Treatment of Cervical Spine Fractures and Subluxations without the Use of Intraoperative Fluoroscopy in Resource-Limited Settings

Division of Neurosurgery, Department of Surgery, Yaoundé General Hospital, Yaounde, Cameroon
Neurosurgery Division, Faculty of Health Sciences, University of Bamenda, Cameroon
Neurosurgery Unit, Garoua Regional Hospital, Cameroon

Victor-Claude Eyenga, MD, PhD, MPH Division of Neurosurgery, Department of Surgery, Yaoundé General Hospital Yaounde Cameroon dreyenga@yahoo.fr

Licence
This is an open access article published by Thieme under the terms of the Creative Commons Attribution-NonDerivative-NonCommercial License, permitting copying and reproduction so long as the original work is given appropriate credit. Contents may not be used for commercial purposes, or adapted, remixed, transformed or built upon. (https://creativecommons.org/licenses/by-nc-nd/4.0/)
Disclaimer:
This article was originally published by Thieme Medical and Scientific Publishers Private Ltd. and was migrated to Scientific Scholar after the change of Publisher.

Abstract

Abstract

Background Surgical management of subaxial cervical spine injuries remains challenging. Although intraoperative fluoroscopy is usually used for intraoperative spinal level localization (SLL), it is unavailable in most developing countries. The surgeon therefore has to rely on anatomic landmarks. In our setting, in the absence of intraoperative fluoroscopy, we used the carotid tubercle for SLL. Herein we evaluate the accuracy and reliability of the carotid tubercle as a landmark during surgery for traumatic cervical spine injury.

Methods This was a retrospective cohort study on 34 patients undergoing anterior cervical surgery for subaxial cervical spine fractures and/or subluxation between January 2005 and February 2011. From their medical records, the patients’ sociodemographic, clinical, radiological, and operative data were retrieved and analyzed.

Results Thirty-four patients were included in the study. The mean age was 36.2 years. Thirty patients were males. The mean duration between the trauma and surgical intervention was 9.6 days. Six patients were completely tetraplegic. Fourteen patients had fractures and 20 patients had subluxation. The carotid tubercle was palpable in all the 34 cases. Twenty-two (68.8%) patients had partial or complete neurologic recovery. Complete anatomic reduction was achieved in 30 cases. One case of slight malalignment of the plate was observed. No case of significant deviation nor penetration of the screw into the vertebral canal was found.
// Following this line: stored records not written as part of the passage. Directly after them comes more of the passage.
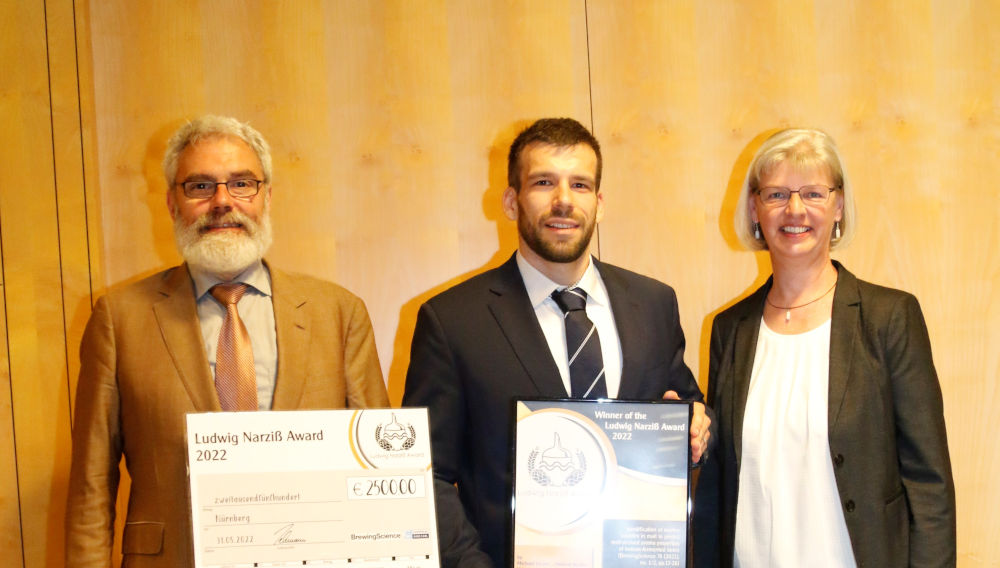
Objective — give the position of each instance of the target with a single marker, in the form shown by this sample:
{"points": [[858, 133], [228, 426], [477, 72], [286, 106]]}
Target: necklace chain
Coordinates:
{"points": [[788, 309]]}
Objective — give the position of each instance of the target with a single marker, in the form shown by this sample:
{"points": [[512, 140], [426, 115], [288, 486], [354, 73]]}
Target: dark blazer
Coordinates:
{"points": [[886, 429], [476, 347], [143, 368]]}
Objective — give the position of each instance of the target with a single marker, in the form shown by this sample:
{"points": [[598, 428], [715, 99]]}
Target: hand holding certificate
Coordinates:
{"points": [[313, 488]]}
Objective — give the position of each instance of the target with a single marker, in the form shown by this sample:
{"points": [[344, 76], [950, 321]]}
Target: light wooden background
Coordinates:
{"points": [[390, 122]]}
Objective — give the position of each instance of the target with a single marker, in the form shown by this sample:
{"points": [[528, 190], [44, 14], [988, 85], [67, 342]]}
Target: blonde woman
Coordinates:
{"points": [[832, 448]]}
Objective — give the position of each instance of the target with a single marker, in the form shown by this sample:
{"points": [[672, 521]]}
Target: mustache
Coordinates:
{"points": [[564, 212], [229, 217]]}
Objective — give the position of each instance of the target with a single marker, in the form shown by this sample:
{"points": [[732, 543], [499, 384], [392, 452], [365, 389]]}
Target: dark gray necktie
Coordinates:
{"points": [[583, 346]]}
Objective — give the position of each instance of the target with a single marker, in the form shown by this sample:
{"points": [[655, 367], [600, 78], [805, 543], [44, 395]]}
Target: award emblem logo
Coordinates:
{"points": [[557, 466], [383, 437], [395, 437], [564, 466]]}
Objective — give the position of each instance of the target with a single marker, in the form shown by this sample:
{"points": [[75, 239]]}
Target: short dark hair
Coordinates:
{"points": [[561, 132]]}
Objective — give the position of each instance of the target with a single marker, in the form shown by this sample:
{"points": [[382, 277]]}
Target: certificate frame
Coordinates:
{"points": [[600, 483], [349, 487]]}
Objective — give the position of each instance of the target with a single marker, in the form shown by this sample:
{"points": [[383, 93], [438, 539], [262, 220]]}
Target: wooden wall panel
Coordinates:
{"points": [[34, 310], [390, 121], [909, 90]]}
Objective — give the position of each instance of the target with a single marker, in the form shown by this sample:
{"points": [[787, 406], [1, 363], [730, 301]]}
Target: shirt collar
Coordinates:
{"points": [[255, 275], [540, 287]]}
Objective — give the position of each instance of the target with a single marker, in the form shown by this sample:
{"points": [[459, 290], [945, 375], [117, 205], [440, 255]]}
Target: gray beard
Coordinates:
{"points": [[227, 254]]}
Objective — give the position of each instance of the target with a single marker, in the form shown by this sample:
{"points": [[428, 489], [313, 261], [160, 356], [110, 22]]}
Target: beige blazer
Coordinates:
{"points": [[143, 367]]}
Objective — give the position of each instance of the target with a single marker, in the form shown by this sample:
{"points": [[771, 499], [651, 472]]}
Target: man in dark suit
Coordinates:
{"points": [[153, 351], [501, 335]]}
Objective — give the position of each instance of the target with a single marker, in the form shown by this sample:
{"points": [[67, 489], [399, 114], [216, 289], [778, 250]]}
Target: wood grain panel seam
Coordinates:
{"points": [[10, 394]]}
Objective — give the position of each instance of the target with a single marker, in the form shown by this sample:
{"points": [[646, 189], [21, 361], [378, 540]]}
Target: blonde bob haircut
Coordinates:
{"points": [[804, 149], [208, 126]]}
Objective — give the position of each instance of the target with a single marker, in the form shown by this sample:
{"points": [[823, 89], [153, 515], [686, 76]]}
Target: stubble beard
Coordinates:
{"points": [[562, 252], [226, 253]]}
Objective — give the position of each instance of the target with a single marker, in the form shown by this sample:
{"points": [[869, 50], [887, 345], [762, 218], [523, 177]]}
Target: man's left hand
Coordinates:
{"points": [[699, 427]]}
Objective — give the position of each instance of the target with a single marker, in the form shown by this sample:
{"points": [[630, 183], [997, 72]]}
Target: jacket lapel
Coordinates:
{"points": [[744, 342], [512, 310], [293, 335], [177, 316], [632, 339], [846, 312]]}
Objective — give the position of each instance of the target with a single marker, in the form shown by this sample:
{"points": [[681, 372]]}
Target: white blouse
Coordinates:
{"points": [[788, 511]]}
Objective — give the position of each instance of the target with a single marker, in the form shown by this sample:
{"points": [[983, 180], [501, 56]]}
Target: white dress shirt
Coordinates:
{"points": [[789, 511], [257, 312], [550, 317]]}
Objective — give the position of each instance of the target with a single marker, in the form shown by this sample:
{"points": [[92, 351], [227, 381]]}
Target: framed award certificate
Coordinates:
{"points": [[312, 488], [601, 484]]}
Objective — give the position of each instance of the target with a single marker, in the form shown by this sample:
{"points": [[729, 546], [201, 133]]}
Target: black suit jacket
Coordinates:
{"points": [[476, 347], [886, 429]]}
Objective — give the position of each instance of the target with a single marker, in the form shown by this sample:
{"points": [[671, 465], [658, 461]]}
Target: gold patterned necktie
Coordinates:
{"points": [[235, 378]]}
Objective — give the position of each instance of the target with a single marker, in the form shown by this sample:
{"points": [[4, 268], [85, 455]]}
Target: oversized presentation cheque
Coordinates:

One patient died.

Conclusions Carotid tubercle, a palpable intrinsic marker, is an attractive anatomic landmark for SLL during surgeries for traumatic spine injuries in resource-limited settings.

Keywords

cervical spine
fluoroscopy
resource-limited settings
subaxial spine
subluxation

Introduction

Cervical spine injuries occur in ~3% of all trauma patients. Injuries of the subaxial spine account for ~65% of fractures and more than 75% of all dislocations.1 The goals, indications, approaches, and techniques for the treatment of cervical injuries are well established.2 However, therapeutic tools used during surgery depend on their availability.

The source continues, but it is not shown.